1. Die MOV-Datei, die ich als Video-DVD haben will, würde ich im DVD-Video-Mode in Toast ziehen und dann als Image sichern. Damit bekommst du ein DVD-Video File-Set (VIDEO_TS, AUDIO_TS -Ordner).

2. Das so entstandene Disk-Image öffnen und in Toast eine Daten-DVD als Ziel auswählen. Dann den VIDEO_TS -Ordner von Disk-Image in die Daten-DVD ziehen. Dann kannst du noch einen zusätzlichen Ordner mit deinen HDV-Material auf der Daten-DVD erstellen oder hineinziehen. Aber bitte nicht den VIDEO_TS -Ordner verändern. 

3. Dann nur noch auf Brennen klicken und fertig.


----------



## Jan-Frederik Stieler (25. Mai 2009)

Hi,
mit der Daten-DVD (UDf) gibt es dann keine Probleme in einem Standalone DVD-Player wegen der Architektur auf der DVD?

Gruß


----------



## graphiq (25. Mai 2009)

HI,
ich habe das schon mehrere Male so gemacht. Meine DVDs mit DVD-ROM-Teil waren immer auf handelsüblichen Playern abspielbar. Du musst nur darauf achten, dass du wenn du deinen DVD-ROM Teil füllst, nicht über die Grenze von 4,34GB bei Single-Layer oder nicht über 8,5GB bei Dual- und Doubble-Layer. 

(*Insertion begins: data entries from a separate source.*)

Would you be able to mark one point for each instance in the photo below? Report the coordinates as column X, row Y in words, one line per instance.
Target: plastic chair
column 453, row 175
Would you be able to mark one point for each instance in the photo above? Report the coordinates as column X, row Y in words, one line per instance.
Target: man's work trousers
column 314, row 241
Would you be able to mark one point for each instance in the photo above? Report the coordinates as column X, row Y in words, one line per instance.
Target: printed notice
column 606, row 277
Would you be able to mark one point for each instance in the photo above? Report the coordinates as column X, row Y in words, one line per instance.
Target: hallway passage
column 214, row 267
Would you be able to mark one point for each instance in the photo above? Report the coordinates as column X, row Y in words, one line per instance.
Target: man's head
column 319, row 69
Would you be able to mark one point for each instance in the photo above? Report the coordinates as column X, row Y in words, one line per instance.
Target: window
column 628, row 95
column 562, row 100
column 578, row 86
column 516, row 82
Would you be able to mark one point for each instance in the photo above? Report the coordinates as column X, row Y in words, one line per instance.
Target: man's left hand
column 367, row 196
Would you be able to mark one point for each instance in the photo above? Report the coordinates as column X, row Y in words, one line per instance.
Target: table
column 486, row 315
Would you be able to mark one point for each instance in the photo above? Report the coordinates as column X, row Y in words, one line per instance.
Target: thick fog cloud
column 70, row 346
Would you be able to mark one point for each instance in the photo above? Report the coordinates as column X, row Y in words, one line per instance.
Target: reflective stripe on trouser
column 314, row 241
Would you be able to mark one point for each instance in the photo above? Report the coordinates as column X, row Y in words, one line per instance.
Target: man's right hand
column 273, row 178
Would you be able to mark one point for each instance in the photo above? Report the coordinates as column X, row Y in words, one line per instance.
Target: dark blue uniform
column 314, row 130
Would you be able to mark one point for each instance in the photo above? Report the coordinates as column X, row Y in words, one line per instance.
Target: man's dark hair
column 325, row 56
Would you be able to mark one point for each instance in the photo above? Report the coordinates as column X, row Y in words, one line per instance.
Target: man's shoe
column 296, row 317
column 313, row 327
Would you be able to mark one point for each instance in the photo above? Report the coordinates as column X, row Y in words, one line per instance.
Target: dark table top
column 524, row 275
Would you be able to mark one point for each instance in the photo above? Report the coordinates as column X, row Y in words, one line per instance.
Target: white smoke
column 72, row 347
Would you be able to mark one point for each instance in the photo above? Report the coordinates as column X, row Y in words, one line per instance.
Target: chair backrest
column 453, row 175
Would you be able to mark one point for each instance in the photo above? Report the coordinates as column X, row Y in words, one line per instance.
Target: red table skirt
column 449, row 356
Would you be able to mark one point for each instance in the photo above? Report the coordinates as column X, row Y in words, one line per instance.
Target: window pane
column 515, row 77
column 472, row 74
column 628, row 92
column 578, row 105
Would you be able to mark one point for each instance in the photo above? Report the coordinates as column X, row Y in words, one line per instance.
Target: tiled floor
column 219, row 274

Wenn ich DVDs von meinen Parties gemacht habe, schmeiß ich immer noch eine Menge Fotos in den DVD-ROM Teil, damit sich die Leute Abzüge machen lassen können. 

Noch ein Tipp: Nenne den DVD-ROM Teile auch so, dass du auf deiner DVD nachher in oberster Ebene nur 2 Ordner hast. 1mal VIDEO_TS und 1mal DVD-ROM.

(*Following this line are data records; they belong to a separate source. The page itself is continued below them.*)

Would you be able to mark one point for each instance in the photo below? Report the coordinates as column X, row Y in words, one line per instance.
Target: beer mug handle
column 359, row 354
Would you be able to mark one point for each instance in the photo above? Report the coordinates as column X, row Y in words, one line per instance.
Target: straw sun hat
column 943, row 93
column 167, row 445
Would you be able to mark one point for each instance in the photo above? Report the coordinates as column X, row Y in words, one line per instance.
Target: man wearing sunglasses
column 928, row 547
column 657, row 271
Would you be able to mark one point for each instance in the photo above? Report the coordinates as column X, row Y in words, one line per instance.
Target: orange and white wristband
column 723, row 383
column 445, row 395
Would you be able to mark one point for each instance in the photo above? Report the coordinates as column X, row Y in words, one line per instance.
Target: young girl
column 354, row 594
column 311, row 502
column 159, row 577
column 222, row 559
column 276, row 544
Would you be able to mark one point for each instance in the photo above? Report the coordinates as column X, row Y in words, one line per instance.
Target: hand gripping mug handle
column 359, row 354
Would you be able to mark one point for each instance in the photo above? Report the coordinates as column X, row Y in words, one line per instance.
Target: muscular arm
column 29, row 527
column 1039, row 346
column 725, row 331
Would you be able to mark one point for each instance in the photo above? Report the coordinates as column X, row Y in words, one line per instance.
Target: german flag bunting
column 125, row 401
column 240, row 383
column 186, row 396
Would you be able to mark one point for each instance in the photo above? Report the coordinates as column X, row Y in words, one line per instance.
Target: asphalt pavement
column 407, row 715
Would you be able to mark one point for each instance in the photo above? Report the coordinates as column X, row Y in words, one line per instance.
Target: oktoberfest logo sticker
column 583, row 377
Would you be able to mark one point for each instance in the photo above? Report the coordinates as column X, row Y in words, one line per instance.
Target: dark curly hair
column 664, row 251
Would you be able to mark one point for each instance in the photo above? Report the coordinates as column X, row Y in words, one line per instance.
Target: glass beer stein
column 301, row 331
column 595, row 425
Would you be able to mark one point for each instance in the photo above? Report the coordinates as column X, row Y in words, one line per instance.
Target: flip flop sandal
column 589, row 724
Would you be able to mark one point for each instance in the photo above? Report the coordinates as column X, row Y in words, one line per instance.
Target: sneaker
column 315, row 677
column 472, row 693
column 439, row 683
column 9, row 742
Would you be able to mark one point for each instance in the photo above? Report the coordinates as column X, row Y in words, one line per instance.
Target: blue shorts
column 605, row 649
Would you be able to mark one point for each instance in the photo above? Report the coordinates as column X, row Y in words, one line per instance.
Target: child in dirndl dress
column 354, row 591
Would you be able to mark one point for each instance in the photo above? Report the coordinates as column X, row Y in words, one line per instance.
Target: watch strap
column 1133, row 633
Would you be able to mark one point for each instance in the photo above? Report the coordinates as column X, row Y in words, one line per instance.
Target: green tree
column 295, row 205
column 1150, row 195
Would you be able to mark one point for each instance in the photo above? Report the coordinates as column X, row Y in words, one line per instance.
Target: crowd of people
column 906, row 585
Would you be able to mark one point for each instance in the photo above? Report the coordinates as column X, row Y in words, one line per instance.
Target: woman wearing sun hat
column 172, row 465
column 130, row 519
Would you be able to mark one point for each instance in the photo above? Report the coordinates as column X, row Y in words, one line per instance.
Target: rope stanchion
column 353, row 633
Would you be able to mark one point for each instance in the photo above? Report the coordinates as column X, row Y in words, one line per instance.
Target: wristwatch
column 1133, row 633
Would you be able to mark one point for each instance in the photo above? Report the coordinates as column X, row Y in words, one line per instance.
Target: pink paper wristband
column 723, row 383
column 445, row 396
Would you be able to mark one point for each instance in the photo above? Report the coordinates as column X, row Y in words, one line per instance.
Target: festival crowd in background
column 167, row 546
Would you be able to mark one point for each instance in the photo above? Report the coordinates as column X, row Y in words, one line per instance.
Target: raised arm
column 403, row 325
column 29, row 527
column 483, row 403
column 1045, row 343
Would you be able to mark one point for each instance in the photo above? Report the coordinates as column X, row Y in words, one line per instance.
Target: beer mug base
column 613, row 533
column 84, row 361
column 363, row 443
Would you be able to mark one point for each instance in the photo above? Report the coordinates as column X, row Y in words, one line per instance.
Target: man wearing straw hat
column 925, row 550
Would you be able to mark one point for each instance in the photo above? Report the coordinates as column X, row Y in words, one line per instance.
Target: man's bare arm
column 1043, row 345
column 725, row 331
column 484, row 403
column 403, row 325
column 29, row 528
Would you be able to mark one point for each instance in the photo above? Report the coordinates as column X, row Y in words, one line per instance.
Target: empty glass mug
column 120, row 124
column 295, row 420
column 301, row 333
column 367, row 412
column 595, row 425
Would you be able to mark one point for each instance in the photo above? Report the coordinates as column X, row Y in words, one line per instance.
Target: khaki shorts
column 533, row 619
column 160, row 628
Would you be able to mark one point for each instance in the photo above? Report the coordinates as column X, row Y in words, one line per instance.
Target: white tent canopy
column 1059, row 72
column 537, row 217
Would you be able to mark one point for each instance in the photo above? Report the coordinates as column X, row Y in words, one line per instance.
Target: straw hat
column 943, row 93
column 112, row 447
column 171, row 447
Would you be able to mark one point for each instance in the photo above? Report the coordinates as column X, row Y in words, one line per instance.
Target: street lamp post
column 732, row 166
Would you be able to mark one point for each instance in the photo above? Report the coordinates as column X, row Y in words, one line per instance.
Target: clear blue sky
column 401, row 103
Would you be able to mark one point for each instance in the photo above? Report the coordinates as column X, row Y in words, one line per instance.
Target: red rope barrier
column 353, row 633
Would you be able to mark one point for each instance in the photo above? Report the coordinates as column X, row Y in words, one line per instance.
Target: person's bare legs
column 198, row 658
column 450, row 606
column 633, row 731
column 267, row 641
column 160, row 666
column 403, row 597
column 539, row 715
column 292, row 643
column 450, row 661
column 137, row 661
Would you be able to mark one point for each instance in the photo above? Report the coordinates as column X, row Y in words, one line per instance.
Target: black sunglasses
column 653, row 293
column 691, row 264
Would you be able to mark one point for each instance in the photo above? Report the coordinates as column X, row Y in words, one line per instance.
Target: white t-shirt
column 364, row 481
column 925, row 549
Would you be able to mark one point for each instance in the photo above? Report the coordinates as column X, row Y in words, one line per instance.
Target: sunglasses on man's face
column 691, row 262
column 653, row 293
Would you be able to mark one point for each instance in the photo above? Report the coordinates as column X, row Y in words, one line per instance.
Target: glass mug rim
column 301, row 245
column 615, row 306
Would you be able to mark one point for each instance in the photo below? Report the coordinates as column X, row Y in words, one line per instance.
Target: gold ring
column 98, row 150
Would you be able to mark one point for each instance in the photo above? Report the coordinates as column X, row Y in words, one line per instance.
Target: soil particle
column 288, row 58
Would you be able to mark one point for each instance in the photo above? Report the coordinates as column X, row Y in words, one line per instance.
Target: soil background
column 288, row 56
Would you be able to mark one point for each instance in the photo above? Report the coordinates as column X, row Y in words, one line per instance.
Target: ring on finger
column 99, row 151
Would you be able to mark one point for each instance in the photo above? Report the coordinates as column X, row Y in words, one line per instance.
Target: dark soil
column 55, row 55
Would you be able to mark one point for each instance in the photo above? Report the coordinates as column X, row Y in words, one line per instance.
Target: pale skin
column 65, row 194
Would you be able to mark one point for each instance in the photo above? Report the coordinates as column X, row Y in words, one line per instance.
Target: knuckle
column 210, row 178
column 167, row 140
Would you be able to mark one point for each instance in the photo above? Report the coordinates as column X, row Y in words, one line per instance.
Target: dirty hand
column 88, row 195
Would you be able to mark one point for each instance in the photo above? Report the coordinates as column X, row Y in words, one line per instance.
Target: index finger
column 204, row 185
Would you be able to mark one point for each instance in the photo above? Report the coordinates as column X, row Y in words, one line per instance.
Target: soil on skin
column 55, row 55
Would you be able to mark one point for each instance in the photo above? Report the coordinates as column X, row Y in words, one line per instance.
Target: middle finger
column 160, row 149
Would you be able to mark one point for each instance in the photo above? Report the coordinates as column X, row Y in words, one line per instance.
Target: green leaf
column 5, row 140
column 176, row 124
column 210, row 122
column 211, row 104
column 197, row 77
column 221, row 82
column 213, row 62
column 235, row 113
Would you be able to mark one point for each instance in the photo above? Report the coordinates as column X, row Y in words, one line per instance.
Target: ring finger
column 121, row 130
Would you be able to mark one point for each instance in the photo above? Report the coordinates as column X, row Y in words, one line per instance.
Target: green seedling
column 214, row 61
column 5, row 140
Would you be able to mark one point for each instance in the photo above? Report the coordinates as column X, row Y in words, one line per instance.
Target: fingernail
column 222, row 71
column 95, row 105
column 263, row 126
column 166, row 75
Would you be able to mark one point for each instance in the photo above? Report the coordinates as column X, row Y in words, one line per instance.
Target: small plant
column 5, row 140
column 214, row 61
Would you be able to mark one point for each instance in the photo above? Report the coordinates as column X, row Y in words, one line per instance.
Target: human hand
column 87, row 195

Gutes Gelingen und wenn doch noch Fragen gibt kannst du dich ja wieder melden. z.B. per Skype, AIM oder iChat. Meine Name ist der gleiche wie hier.

Beste Grüße


----------



## Jan-Frederik Stieler (25. Mai 2009)

Also ich sollte den Rom Bereich unbedingt als eigenen Ordner anlegen und nicht die Daten einfach ohne Ordner auf die DVD brennen?

Gruß


----------